A LOCAL history enthusiast has discovered a possible link between a Bendigo doctor and Victorian period writer Charles Dickens.
Betty Jackman says Dr Edward Caudle, an Englishman who migrated to central Victoria with his wife and teenage daughter in 1852, could have been a close acquaintance of the esteemed author.
“I have met with members of the family,” she said.
“They say Isabella (Dr Caudle’s daughter) would often talk of her youth in London attending parties and plays, and spoke fondly of time the family spent with Mr Dickens.”
Mrs Jackman said it was plausable that the story had some truth to it and believed a clue to their friendship was in a South London drinking hole.
“Dr Caudle was the surgeon medical officer of Southwark, London, during the 1849 cholera period,” she said.
“He lived and worked in this area.
“Charles Dickens had a long and deep association with Southwark, both personal and literary.
“The George Inn, which was frequented by Dickens, was only a stone’s throw from the surgery. Perhaps Dr Caudle met Dickens here – they were both in the exact vicinity of each other.”
Mrs Jackman said Dr Caudle’s wife Anne – namesake of Bendigo’s Anne Caudle Centre campus – would also take up writing upon their arrival in Australia and was a regular contributor to the columns of the Bendigo Advertiser.

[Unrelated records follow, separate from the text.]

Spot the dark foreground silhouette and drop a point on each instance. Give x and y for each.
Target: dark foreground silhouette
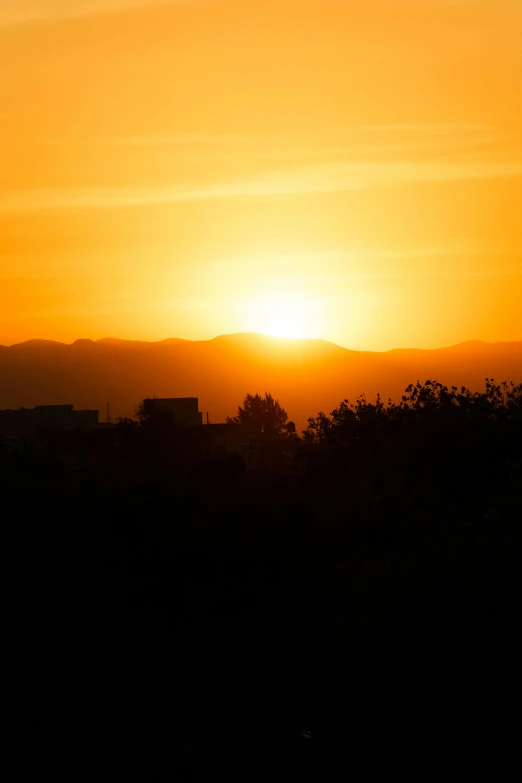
(342, 606)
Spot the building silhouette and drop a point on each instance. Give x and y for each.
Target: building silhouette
(176, 410)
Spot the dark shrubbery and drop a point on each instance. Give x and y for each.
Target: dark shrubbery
(180, 615)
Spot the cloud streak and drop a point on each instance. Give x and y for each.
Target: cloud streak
(27, 12)
(320, 178)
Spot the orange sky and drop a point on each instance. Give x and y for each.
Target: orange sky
(334, 168)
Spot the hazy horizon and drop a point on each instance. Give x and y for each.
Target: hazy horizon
(340, 170)
(277, 339)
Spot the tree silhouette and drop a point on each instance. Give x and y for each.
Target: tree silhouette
(263, 414)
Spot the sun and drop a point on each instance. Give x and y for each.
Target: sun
(281, 313)
(284, 329)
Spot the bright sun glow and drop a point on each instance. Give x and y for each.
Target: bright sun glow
(280, 314)
(284, 329)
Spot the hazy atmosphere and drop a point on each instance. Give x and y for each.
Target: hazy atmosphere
(332, 169)
(261, 389)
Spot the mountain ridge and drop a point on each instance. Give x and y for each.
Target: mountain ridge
(306, 375)
(236, 336)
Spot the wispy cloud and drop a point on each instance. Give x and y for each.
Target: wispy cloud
(27, 12)
(320, 178)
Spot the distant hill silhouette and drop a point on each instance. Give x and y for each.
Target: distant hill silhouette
(306, 375)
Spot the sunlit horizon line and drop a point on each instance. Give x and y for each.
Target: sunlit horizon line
(263, 334)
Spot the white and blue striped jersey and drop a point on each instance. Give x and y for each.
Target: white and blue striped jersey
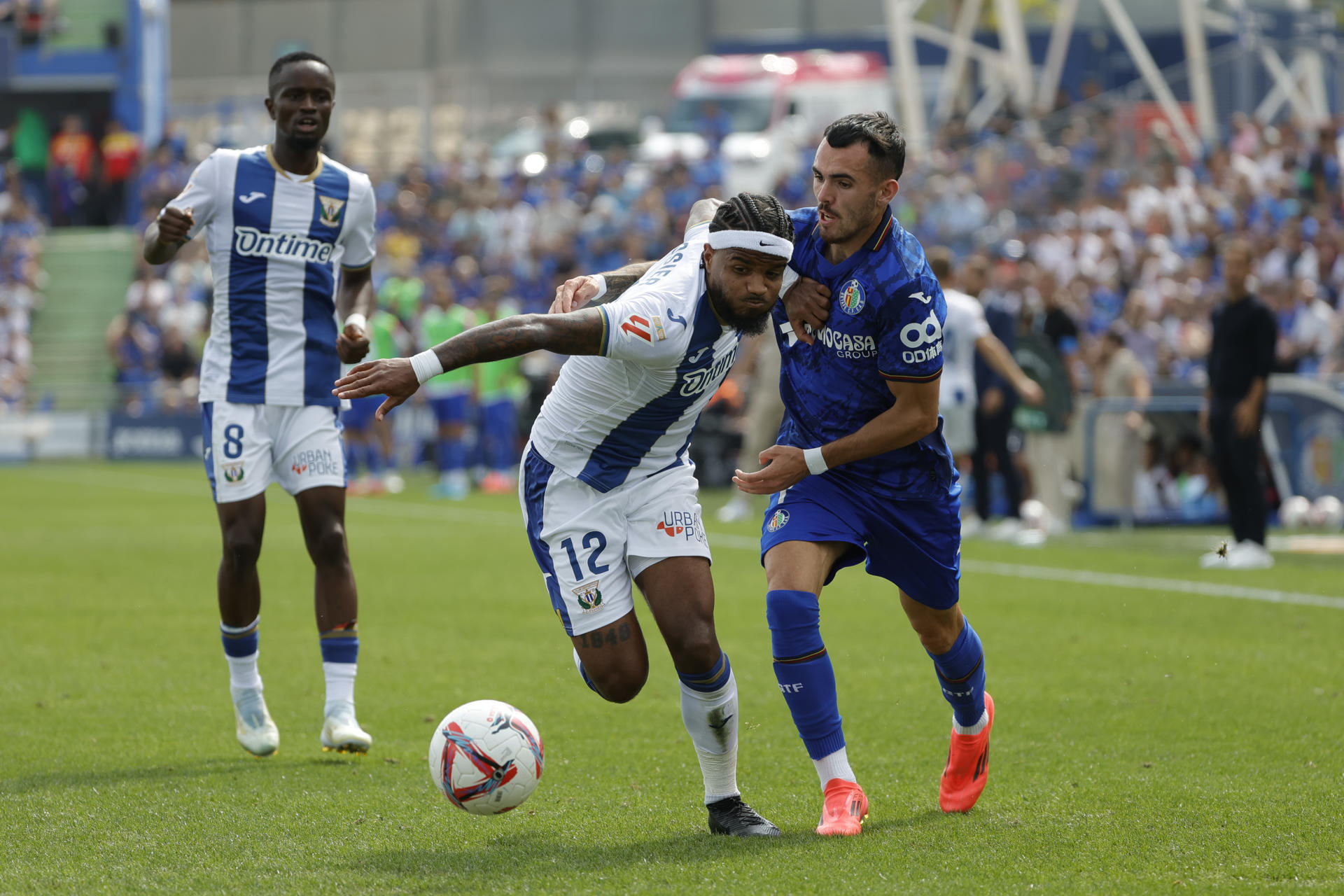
(629, 413)
(276, 241)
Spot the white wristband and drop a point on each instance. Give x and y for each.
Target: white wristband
(426, 365)
(816, 464)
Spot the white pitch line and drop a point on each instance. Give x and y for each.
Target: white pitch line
(1151, 583)
(169, 485)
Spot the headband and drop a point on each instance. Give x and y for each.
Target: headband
(753, 241)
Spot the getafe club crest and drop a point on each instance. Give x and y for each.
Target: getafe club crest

“I have been interested in the life of Anne for over 10 years now,” she said.
“That was what sparked my interest in the Caudle family’s literary connection.”
Dramatised readings of Mr Dickens’s work were held at the Bendigo library last night to mark the bicentennial anniversary of his birth in 1812.
Strathdale resident Dr Jean Douglas, who visited the Charles Dickens at 200 exhibition in New York last year, said the author’s work remained as timely in 2012 as when first written.
“These books are still in print, sell well, read well and teach life lessons that have a timeless application,” she said.
“Dickens was able to include a social commentary of those times in a distinct way that enthralled his readers then as well as today.”